MassBank / MassBank-web

The web server application and directly connected components for a MassBank web server
13 stars 22 forks source link

CV terms in record spec #361

Open meier-rene opened 1 year ago

meier-rene commented 1 year ago

Hi all, we have a request from @michaelwitting for the support of EAD as a value for AC$MASS_SPECTROMETRY: 'FRAGMENTATION_MODE. I would like to use this opportunity to push the usage of controlled vocabulary in MassBank. We had some brainstorming about the best way to get this in and here is our proposal for an extension of the format spec: Ontology terms will be specified in the same way like in the mzTab format. A quote from the mzTab spec:

Parameters are always reported as [CV label, accession, name, value]. Any field that is not available MUST be left empty.

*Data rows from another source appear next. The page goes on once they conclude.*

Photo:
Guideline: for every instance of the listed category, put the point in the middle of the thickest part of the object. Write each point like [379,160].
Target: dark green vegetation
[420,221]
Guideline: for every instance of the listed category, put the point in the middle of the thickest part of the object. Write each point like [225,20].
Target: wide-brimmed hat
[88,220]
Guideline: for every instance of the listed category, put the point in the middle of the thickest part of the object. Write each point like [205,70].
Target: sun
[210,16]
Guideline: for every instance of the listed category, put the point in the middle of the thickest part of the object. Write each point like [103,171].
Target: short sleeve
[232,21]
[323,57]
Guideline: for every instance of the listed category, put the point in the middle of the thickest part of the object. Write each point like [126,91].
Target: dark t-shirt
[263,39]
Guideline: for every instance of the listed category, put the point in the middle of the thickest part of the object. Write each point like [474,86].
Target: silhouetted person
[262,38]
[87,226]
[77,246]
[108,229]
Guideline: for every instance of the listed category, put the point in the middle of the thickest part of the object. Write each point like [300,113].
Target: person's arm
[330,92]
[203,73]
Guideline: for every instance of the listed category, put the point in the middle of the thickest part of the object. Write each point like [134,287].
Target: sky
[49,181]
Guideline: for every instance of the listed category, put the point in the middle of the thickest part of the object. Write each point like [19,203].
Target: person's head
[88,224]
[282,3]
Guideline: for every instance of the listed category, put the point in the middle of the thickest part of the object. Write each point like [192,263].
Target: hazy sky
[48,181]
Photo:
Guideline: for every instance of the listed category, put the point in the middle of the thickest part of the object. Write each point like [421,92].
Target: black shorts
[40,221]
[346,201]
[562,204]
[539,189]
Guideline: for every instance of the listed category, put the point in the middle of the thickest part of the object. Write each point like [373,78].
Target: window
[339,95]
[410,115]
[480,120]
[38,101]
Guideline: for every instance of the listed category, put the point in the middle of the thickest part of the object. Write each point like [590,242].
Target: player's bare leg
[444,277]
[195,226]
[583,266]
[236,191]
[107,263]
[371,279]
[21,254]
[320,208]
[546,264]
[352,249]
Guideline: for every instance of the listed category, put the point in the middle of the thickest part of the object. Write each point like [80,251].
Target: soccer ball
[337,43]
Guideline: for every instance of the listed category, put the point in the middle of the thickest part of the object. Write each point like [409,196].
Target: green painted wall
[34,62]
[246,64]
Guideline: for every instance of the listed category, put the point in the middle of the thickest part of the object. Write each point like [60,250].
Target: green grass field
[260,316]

[MS, MS:1001477, SpectraST,]

Should the name of the param contain commas, quotes MUST be added to avoid problems with the parsing: [label, accession, “first part of the param name, second part of the name”, value].

[MOD, MOD:00648, "N,O-diacetylated L-serine",]

Its most probably backward compatible to other software packages.

In the case of Michaels request #359 AC$MASS_SPECTROMETRY: FRAGMENTATION_MODE EAD would become AC$MASS_SPECTROMETRY: FRAGMENTATION_MODE [MS, MS:1003294, electron activated dissociation,] or if we also allow the official synonym from the ontology AC$MASS_SPECTROMETRY: FRAGMENTATION_MODE [MS, MS:1003294, EAD,]

This does not mean that we need to have this "not so human friendly" representation on the final web page. This can easily be transformed to something like: AC$MASS_SPECTROMETRY: FRAGMENTATION_MODE EAD for html(please note that EAD is new in the ontology and not distributed to all the search engines, thats why I use a different term as link).

Benefits of CV terms are unified use of terms, clear meaning and, if properly implemented, automatic extension of allowed terms by all CV terms.

Any objections, comments? If not, I will pretty soon start with the implementation of this. I expect it will be a smooth change without any breaks, because its just a addition no real change. Hopefully I can convince Michael to be our guinea pig for this addition with his contribution :wink:

Regards, Rene

sneumann commented 1 year ago

For the validation, there is also some previous work to map which "corners" of the ontology are valid for specific fields. Such a mapping file is https://github.com/HUPO-PSI/mzML/blob/master/validator/src/main/resources/ms-mapping.xml and a more human-friendly version can be obtained with OpenMS tools that give a HTML file like https://msbi.ipb-halle.de/~sneumann/mzML_mapping_and_cv.html (which goes further to also specify whether a term can or has to be present).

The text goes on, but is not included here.